Tiroler Tageszeitung, Leitartikel, Ausgabe vom 5. September 2020. Von MANFRED MITTERWACHAUER. "Viermal Gelb und alle sehen Rot".

Innsbruck (OTS) - Seit gestern wissen wir, wie die Corona-Ampel des
Bundes tickt. Grünes Licht gibt es für alle – nur für die Städte
Wien, Linz und Graz sowie den Bezirk Kufstein nicht. Die
Landesvertreter heulen auf – den Schwarzen Peter hat der Bund.

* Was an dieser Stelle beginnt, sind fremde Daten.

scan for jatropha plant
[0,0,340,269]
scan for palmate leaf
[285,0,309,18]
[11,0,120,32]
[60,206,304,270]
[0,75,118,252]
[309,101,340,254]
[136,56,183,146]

Malen nach (Corona-)Zahlen: So oder so ähnlich funktioniert die
gestern in Betrieb gegangene Corona-Ampel des Bundes. Grün war zum
Start die dominierende Farbe, die der grüne Gesundheitsminister
Rudolf Anschober für die Republik verkünden konnte. Das Bummerl haben
vorerst die Städte Wien, Linz und Graz sowie der gesamte Bezirk
Kufstein. Konkrete Konsequenzen gibt’s für die vier „Problembären“ im
Land vorerst aber keine. Weil der Bund erst mit konkreten
Verordnungen die aus der Ampel abzuleitenden Maßnahmen (auch per
Nationalrat) legitimieren muss. Der Ampel-Fehlstart ist damit
perfekt.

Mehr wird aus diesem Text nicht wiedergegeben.